I Tried Clawpatch on Two Real Repositories

May 16, 2026 · 6 min read · ai-agentscode-reviewdevtoolsgolangrails

Today I tried Clawpatch on two repositories I actually care about.

One is a small Rails project. The other is a Go project with a little more history behind it. Both have the usual project sediment: old config, Makefiles, CI assumptions, and decisions that made sense at the time.

That is where developer tools become interesting.

A tool can look brilliant on its own README. The real question is: does it survive contact with a normal repository?

What Clawpatch does

Clawpatch is an automated code review CLI.

“AI reviews code” is almost meaningless now. Everyone claims that.

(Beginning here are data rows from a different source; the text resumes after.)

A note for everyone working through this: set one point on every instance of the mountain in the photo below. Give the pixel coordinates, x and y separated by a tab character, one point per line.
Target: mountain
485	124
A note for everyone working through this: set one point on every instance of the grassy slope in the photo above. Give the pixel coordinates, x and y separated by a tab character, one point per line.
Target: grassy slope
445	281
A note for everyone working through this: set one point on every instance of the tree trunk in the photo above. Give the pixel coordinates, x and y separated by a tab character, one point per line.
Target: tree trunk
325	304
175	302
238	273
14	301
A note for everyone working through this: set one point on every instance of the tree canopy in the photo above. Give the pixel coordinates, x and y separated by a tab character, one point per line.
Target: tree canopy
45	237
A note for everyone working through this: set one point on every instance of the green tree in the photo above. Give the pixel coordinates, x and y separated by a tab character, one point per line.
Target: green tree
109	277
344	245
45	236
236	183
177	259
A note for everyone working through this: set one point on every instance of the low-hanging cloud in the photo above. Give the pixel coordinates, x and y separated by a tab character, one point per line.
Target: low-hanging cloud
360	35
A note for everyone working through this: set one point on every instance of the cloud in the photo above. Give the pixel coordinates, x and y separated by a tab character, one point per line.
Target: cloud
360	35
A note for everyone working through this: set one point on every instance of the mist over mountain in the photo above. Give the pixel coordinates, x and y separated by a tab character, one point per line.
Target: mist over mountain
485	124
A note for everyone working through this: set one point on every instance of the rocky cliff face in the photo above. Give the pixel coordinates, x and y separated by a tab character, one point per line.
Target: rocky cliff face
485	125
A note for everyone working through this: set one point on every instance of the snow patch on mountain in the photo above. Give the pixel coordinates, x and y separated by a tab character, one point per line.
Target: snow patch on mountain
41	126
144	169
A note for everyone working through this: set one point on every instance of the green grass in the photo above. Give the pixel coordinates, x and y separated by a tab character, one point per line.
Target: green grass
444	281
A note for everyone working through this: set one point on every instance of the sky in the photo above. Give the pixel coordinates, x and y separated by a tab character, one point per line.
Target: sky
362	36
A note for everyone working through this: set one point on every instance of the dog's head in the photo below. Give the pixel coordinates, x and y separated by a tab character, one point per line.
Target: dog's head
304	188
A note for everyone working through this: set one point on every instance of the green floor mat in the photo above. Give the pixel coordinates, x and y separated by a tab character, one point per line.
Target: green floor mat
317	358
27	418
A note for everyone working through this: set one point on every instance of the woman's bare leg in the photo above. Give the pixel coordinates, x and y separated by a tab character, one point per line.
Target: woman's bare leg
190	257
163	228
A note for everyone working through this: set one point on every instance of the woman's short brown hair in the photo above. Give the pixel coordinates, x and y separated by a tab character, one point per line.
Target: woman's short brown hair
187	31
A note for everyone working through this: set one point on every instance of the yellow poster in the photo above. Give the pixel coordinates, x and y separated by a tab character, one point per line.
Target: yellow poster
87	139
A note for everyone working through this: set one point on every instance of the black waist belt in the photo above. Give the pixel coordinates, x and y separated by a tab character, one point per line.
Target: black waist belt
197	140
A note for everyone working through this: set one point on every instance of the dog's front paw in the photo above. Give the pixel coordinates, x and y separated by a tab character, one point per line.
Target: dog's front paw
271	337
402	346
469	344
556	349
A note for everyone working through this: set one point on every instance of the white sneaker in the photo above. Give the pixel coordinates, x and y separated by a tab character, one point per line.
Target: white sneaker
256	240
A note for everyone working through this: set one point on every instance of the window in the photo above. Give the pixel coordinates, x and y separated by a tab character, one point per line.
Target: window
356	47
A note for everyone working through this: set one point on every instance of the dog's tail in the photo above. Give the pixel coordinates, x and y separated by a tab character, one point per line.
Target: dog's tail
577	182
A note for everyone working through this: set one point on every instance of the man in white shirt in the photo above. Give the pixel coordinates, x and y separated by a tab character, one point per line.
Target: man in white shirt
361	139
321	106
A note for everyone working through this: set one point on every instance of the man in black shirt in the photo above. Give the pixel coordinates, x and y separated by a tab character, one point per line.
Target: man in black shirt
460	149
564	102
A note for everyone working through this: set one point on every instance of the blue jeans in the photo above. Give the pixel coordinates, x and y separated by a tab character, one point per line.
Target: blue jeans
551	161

Clawpatch does something more concrete: it maps the repository into semantic units like commands, packages, services, config files, tests, and related context. Then it reviews those units and stores findings locally under .clawpatch/.

The workflow is simple:

clawpatch init
clawpatch map
clawpatch review --limit 3
clawpatch report

There is also a fix loop:

clawpatch fix --finding <id>
clawpatch revalidate --finding <id>

I like this shape.

It creates findings first. The fix command is explicit, scoped to one finding, and followed by revalidation. That is the right safety model for this category of tool.

First repo: Sharepass

I started with Sharepass, a small Rails project.

This was not impressive.

Clawpatch mapped exactly one feature:

Project config Makefile

That is it. It never got as far as controllers, models, routes, or tests.

So yes, Rails support is clearly not there yet, at least not for this repository. This is early-tool territory.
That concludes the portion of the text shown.